Section 2.3. Distributed Development | Open Sources 2.0: The Continuing Evolution

2.3. Distributed Development

Distributed development is more than just a fad or even a trend. Organizations and companies large and small are using diverse, globally distributed teams to develop their software. The free software development movement showed the world how to develop internationally. Well before SourceForge.net became a site that every programmer had heard of, projects working together over the Internet or far-flung connected corporate networks developed much of the software that we use today.

In fact, the tools they developed to do that are now considered the baseline standard for developerd everywhere. What company in its right mind doesn't mandate that its programmers use some form of version control and bug tracking? I ask this rhetorically, but for a long time in the software business, you couldn't make this assumption. Small development shops would back up their data, for sure, but that's not version control.

Distributed development is about more than just version control. It's also about communications and bug tracking and distribution of the end result of software.

2.3.1. Understanding Version Control

Programming is an inherently incremental process. Code, then build, then test. Repeat. Do not fold, spindle, or mutilate.^[5] Each step requires the developer to save the program and run it through a compiler or interpreter. After enough of these cycles, the program can do a new thing or an old thing better, and the developer checks the code into a repository, preferably not on his machine. Then the repository can be backed up or saved on a hierarchical storage system. Then, should a developer's workstation crash, the worst case is that the only work lost is that done since the last check-in.

^[5] This sentence is famous for being printed on punch cards, an early way of providing computers with data. If they were folded, spindled, or mutilated, they jammed the readerswhich makes one speculate what the punch card programmer used for version control. The answer is right there in front of you: as the cards went through revisions, they swapped out cards and retained the old, original cards.
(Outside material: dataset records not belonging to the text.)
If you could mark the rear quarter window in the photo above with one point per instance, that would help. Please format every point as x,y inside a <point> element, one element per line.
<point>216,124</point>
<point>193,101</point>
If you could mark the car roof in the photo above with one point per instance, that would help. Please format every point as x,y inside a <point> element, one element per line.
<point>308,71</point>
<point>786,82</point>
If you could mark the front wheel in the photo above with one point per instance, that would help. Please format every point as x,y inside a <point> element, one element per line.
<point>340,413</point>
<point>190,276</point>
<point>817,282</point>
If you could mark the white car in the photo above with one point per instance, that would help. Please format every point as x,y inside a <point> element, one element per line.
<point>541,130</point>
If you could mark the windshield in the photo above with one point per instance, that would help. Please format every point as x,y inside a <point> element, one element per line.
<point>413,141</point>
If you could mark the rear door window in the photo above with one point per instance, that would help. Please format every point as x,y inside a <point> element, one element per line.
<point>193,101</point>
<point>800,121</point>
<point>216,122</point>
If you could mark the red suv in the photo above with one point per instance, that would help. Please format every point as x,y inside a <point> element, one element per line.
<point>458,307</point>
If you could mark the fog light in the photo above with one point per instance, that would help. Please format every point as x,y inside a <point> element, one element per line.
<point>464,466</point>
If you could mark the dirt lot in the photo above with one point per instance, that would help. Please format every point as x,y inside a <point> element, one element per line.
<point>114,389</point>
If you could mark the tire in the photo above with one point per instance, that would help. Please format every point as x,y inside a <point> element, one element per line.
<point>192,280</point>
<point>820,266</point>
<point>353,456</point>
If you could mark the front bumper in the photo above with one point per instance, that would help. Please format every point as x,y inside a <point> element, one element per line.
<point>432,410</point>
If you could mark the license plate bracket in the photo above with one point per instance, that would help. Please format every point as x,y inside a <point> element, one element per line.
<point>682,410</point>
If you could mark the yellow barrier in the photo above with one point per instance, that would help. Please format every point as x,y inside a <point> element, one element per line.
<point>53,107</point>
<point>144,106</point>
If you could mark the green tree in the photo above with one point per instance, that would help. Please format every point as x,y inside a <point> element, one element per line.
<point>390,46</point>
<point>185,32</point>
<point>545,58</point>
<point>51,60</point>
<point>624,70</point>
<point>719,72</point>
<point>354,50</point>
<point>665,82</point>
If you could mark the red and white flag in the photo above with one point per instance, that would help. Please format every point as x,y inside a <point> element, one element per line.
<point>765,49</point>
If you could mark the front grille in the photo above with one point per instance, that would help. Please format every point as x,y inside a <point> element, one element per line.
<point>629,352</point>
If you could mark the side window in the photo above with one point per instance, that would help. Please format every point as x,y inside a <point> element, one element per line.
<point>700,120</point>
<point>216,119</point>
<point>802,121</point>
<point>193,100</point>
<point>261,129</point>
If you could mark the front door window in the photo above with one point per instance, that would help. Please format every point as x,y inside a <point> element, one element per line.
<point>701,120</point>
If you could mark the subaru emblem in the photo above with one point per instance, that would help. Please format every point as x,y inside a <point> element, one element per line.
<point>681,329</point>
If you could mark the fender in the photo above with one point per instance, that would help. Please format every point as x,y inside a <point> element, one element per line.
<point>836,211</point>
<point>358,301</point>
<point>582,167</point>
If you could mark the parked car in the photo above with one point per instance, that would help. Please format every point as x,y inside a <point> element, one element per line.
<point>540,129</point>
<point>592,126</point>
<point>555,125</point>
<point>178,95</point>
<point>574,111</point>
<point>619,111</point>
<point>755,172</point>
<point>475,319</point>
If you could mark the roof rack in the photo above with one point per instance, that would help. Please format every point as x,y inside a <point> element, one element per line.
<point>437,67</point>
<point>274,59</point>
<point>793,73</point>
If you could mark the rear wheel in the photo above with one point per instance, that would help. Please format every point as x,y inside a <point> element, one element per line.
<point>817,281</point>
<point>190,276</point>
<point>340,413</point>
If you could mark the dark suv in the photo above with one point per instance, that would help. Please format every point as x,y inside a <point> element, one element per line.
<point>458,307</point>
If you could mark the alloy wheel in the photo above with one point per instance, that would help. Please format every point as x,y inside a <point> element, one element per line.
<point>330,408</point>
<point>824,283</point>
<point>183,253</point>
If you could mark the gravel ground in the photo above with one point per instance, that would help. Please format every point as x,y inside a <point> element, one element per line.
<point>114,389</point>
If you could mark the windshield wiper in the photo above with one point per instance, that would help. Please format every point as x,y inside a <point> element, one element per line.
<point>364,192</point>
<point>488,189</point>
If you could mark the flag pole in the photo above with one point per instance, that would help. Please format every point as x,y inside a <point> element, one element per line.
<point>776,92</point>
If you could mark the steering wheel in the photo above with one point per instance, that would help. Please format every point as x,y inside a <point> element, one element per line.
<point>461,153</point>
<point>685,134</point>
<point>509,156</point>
What is actually stored from check-in to check-in is the difference from one version to the next. Consider a 100-line program, in which three lines in a program read:

for (i=1; i < 1; i++) {     printf("Hello World\n"); }

and one link needs to be changed to:

for (i=1; i < 100; i++) {     printf("Hello to a vast collection of worlds!\n"); }

which would then be checked back in. The system would note that only one line had changed and store only the difference between the two files. This way, we avoid wasting storage on what is mostly the same data.
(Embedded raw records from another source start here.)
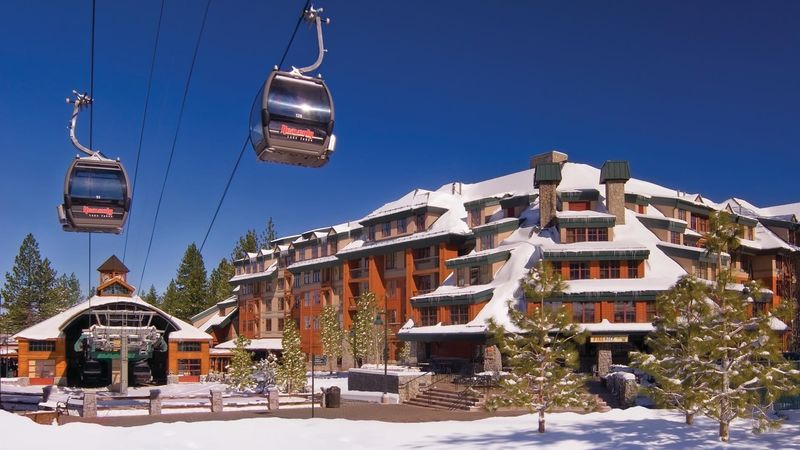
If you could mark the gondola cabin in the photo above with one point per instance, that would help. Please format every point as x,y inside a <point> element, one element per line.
<point>292,121</point>
<point>96,196</point>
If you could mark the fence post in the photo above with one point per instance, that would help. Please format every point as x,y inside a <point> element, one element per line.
<point>89,405</point>
<point>216,401</point>
<point>155,402</point>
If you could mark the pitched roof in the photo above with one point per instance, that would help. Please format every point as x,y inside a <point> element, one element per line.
<point>113,264</point>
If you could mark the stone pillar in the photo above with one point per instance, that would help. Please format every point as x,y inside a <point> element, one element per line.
<point>155,402</point>
<point>492,359</point>
<point>89,405</point>
<point>603,359</point>
<point>216,401</point>
<point>273,396</point>
<point>615,200</point>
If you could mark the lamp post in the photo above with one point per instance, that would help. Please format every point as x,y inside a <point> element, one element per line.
<point>385,323</point>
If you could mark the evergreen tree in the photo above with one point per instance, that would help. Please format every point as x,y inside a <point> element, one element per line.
<point>29,290</point>
<point>246,244</point>
<point>362,333</point>
<point>151,296</point>
<point>332,335</point>
<point>192,286</point>
<point>675,347</point>
<point>219,287</point>
<point>291,371</point>
<point>268,235</point>
<point>541,352</point>
<point>240,371</point>
<point>171,299</point>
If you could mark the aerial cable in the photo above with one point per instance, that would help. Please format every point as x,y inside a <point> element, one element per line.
<point>141,133</point>
<point>303,13</point>
<point>175,138</point>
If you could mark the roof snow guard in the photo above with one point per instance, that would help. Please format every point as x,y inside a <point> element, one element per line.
<point>615,171</point>
<point>547,173</point>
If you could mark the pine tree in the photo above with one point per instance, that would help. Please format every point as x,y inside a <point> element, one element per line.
<point>170,301</point>
<point>541,352</point>
<point>362,333</point>
<point>219,287</point>
<point>332,334</point>
<point>246,244</point>
<point>151,296</point>
<point>675,347</point>
<point>291,372</point>
<point>240,371</point>
<point>192,286</point>
<point>29,291</point>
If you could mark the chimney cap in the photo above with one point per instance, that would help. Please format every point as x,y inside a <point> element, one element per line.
<point>547,173</point>
<point>615,171</point>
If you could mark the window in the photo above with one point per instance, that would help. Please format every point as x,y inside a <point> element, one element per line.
<point>189,367</point>
<point>597,234</point>
<point>459,314</point>
<point>578,271</point>
<point>428,316</point>
<point>474,217</point>
<point>419,220</point>
<point>633,269</point>
<point>583,312</point>
<point>41,346</point>
<point>650,311</point>
<point>401,225</point>
<point>488,241</point>
<point>624,312</point>
<point>609,269</point>
<point>188,346</point>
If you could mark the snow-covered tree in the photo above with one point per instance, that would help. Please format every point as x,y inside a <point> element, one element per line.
<point>332,335</point>
<point>541,352</point>
<point>240,371</point>
<point>362,335</point>
<point>291,371</point>
<point>681,313</point>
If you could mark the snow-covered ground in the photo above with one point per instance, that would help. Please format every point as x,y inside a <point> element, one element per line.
<point>633,428</point>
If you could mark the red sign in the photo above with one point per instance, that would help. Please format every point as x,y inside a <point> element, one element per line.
<point>105,212</point>
<point>290,131</point>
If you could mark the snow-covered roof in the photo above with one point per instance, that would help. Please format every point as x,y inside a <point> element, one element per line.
<point>52,328</point>
<point>255,344</point>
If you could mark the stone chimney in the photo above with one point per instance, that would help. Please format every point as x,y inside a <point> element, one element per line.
<point>614,174</point>
<point>546,179</point>
<point>553,156</point>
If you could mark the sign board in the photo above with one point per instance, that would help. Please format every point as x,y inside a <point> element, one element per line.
<point>608,339</point>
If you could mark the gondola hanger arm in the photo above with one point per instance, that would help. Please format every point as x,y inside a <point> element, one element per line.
<point>313,16</point>
<point>79,101</point>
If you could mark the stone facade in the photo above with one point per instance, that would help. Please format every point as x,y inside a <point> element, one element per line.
<point>406,384</point>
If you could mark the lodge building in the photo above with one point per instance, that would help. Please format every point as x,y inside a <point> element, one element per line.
<point>441,263</point>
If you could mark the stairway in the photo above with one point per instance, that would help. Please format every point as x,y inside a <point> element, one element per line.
<point>438,398</point>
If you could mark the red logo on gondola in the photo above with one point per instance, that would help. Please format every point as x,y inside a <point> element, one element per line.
<point>106,212</point>
<point>289,131</point>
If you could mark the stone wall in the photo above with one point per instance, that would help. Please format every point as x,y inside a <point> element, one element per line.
<point>406,384</point>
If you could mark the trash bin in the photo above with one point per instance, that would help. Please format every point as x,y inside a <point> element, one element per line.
<point>333,397</point>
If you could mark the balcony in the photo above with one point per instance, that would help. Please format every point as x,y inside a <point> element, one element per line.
<point>359,272</point>
<point>431,262</point>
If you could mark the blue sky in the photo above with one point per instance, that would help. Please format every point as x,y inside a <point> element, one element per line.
<point>700,96</point>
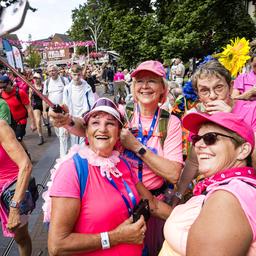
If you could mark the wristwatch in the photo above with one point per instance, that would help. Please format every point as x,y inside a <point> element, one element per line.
<point>142,151</point>
<point>178,195</point>
<point>71,123</point>
<point>14,204</point>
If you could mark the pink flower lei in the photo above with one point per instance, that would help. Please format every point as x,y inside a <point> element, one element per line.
<point>107,165</point>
The value of having these iterations can't be overstated. Having a previously known, working (or even broken) copy can help in the event of an editing problem, or when you're trying to track down a bug that simply wasn't there a revision ago. In desperate cases, you can revert to a previous version and start from there. This is like the undo option in your favorite word processor, but one that persists from day to day.

Version control isn't used just in development. I know of IT shops and people who keep entire configuration directories (/etc) in version control to protect against editing typos and to help with the rapid setup of new systems. Some people like to keep their home directory in a version control system for the ultimate in document protection. There is even a wiki project that sits on top of the Subversion version control system.
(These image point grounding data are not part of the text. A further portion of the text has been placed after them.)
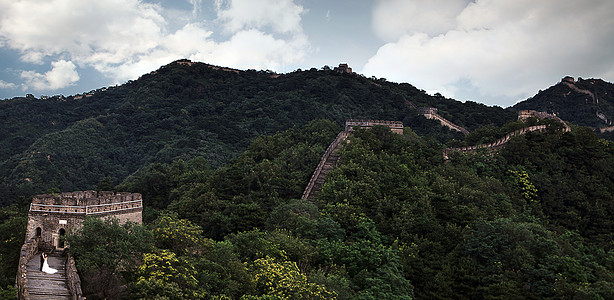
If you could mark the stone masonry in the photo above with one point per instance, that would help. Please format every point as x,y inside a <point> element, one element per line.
<point>52,216</point>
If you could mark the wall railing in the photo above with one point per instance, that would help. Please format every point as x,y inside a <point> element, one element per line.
<point>87,209</point>
<point>28,249</point>
<point>331,148</point>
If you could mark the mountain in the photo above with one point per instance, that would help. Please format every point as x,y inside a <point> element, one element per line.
<point>187,109</point>
<point>585,102</point>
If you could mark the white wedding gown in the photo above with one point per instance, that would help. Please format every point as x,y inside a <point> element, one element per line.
<point>48,269</point>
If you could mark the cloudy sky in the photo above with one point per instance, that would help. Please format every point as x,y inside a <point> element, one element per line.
<point>491,51</point>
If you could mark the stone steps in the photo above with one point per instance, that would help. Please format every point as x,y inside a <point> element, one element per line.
<point>47,286</point>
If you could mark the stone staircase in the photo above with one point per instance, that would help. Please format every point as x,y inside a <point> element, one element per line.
<point>47,286</point>
<point>328,162</point>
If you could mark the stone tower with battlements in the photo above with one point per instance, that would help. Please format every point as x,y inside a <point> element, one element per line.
<point>52,216</point>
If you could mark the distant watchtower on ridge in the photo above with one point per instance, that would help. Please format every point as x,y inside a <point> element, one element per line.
<point>52,216</point>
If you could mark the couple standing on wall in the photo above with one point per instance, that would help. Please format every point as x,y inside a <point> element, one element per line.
<point>45,265</point>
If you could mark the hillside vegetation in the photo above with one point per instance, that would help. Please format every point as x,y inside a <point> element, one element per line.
<point>189,110</point>
<point>392,221</point>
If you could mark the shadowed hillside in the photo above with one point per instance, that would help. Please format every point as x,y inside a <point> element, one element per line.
<point>185,110</point>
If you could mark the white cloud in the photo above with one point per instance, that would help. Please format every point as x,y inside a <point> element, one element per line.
<point>395,18</point>
<point>281,16</point>
<point>7,85</point>
<point>505,49</point>
<point>62,74</point>
<point>270,53</point>
<point>127,38</point>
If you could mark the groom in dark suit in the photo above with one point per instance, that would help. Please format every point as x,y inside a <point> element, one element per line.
<point>42,260</point>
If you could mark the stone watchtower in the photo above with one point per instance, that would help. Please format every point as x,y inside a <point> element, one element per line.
<point>52,216</point>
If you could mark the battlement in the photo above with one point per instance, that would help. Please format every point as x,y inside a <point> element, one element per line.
<point>53,215</point>
<point>395,126</point>
<point>525,114</point>
<point>85,199</point>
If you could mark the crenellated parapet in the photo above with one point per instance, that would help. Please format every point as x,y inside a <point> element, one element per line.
<point>431,113</point>
<point>395,126</point>
<point>53,215</point>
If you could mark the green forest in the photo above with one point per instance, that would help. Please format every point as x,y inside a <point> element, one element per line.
<point>222,159</point>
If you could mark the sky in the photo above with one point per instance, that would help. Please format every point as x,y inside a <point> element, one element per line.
<point>496,52</point>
Additionally, good version control systems allow for branchingsay, for a development and a release branch. The most popular version control system that many open source projects use is CVS.

2.3.1.1. CVS

CVS, the concurrent versioning system, allows developers all over the world to work on a local copy of a codebase, going through the familiar "code, build, test" cycles, and check in the differences. CVS is the old standby of version control, much in the same way RCS/SCCS was before it. There are clients for every development environment and it is a rare professional developer who hasn't been exposed to it.

Since it is easy to use and install and it enjoys wide vendor support, CVS continues to be used all over the world and is the dominant version control platform.

2.3.1.2. Subversion

Only the rise of Subversion has brought real competition to the free version control space. With a much more advanced data store than CVS and with clients available for all platforms, Subversion (SVN) is also very good at dealing with binary data and branching. Both are things that CVS isn't very good at. SVN is also very efficient to use remotely, and CVS is not; CVS was designed for local users and remote use was tacked on later. Additionally, SVN supports a variety of access control methods, supporting any authentication scheme that Apache does (Subversion is an Apache project), which includes LDAP, SMB, or any the developers wish to roll for themselves.

2.3.1.3. What About SourceSafe?

SourceSafe isn't really version control. Local version control, whether CVS or SourceSafe, is just backup, requiring a level of hardware reliability that simply doesn't exist on a desktop. Since SourceSafe is not designed to be used remotely, you take the life of your codebase in your hands when you use it. There are some SourceSafe remoting programs out there if you must use SourceSafe, but I can't recommend them so long as decent, free SVN and CVS plug-ins exist for Visual Studio.

2.3.1.4. The Special Case of BitKeeper

BitKeeper, which was written by Larry McVoy, was chosen by Linus Torvalds to use for version control for the Linux kernel. For the Linux kernel, BitKeeper was a very good choice, given the kinds of problems that arise with Linux kernel development. Written for distributed development, BitKeeper is very good at managing multiple repositories and multiple incoming patch streams.

Why is this important? With most version control systems, all your repositories are slaves of one master and resolving differences between different slaves and masters can be very difficult.

The only "problem" with the kernel team's use of BitKeeper was that BitKeeper was not a free software program, although it was available for the use of free software developers at no charge. I say was because Larry McVoy recently decided to pull the free version, thus making it impossible for Linux kernel developers to work on the program without paying a large fee.^[6]

^[6] The kernel team is in the process of moving off of BitKeeper as of this writing.

A great number of developers lamented the use of a proprietary tool for free software development, and the movement off BitKeeper, while disruptive, is a welcome change.

BitKeeper is a tool designed with the open source software model in mind. It has found success among large proprietary development houses specifically because the problems that faced the kernel team in 2001 are the same ones that increasingly face proprietary development shops. All of these teams, not just those working on open source development projects, now face multiple, far-flung teams that are engaged in collaborative development and struggle to do it effectively.